One example application is when treating genomic data. This data doesn't change, but the usecase is to run all DAGs you may have on samples, rather than dates. This can also be applied to when one has services that rely on making a set of operation on a dataset once.
For now, one way to solve this is by creating a DAG per user, scheduling it with None, and triggering it manually from the UI/cli, however it has the drawback that there is only one column in the dates, as new datasets will just create new DAGs.
Of course, backfill processes would be applied to run an specific DAG on all the samples, rather than just an specific one.
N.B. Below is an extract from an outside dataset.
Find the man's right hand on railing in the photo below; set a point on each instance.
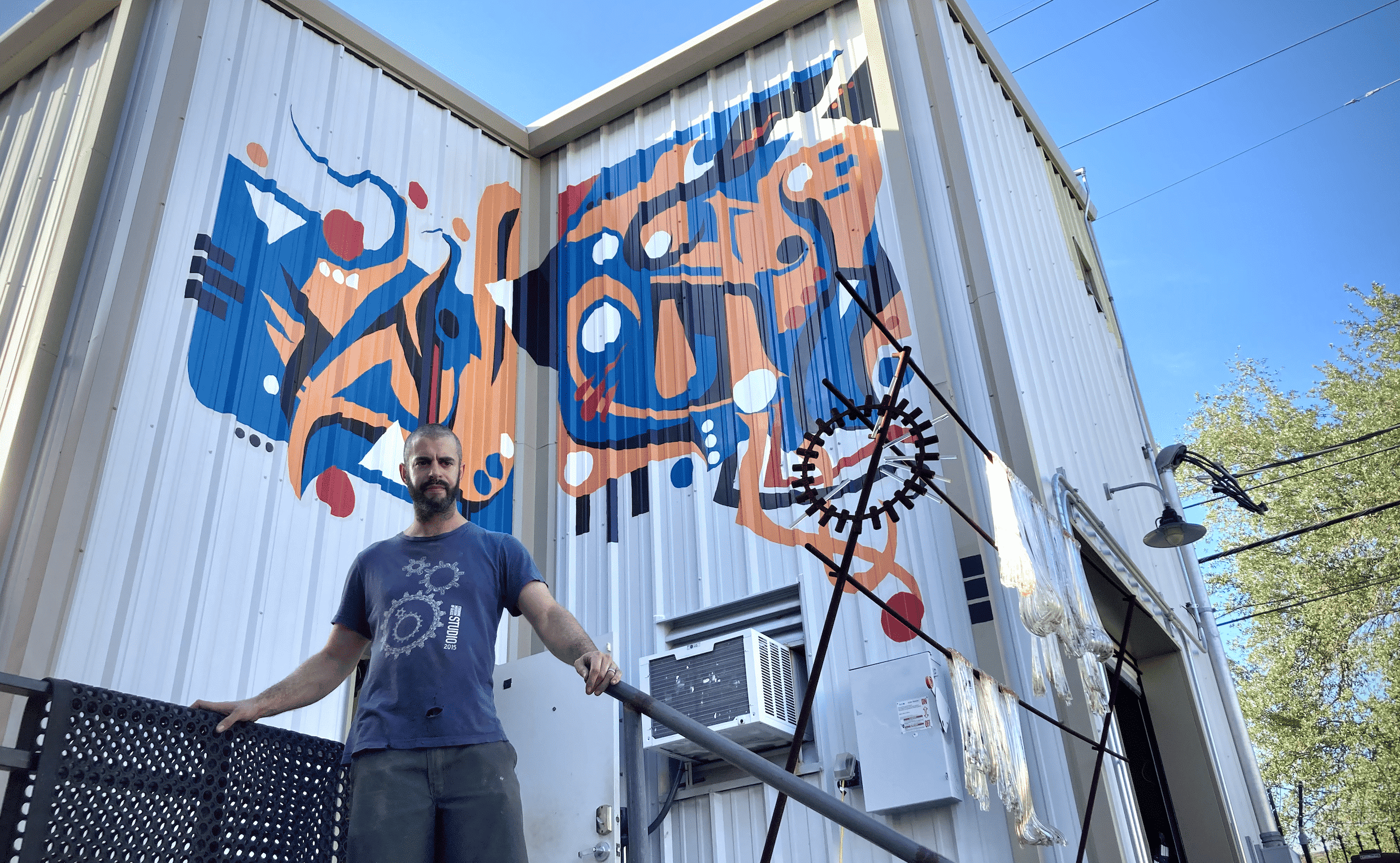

The features of such system would be as follows:
* Dates are irrelevant, different dates will have the same output in the same dataset, so only one run per dataset is required
* Date based scheduling is irrelevant, and addition of new datasets is the only thing that would trigger new DAGRuns
There are a few questions I would like to ask:
* How accoplated is the current design of the scheduler/executors in airflow to dates?
* Is this a contribution someone would be interested in (besides me)?
* Is there any work in progress on a similar feature?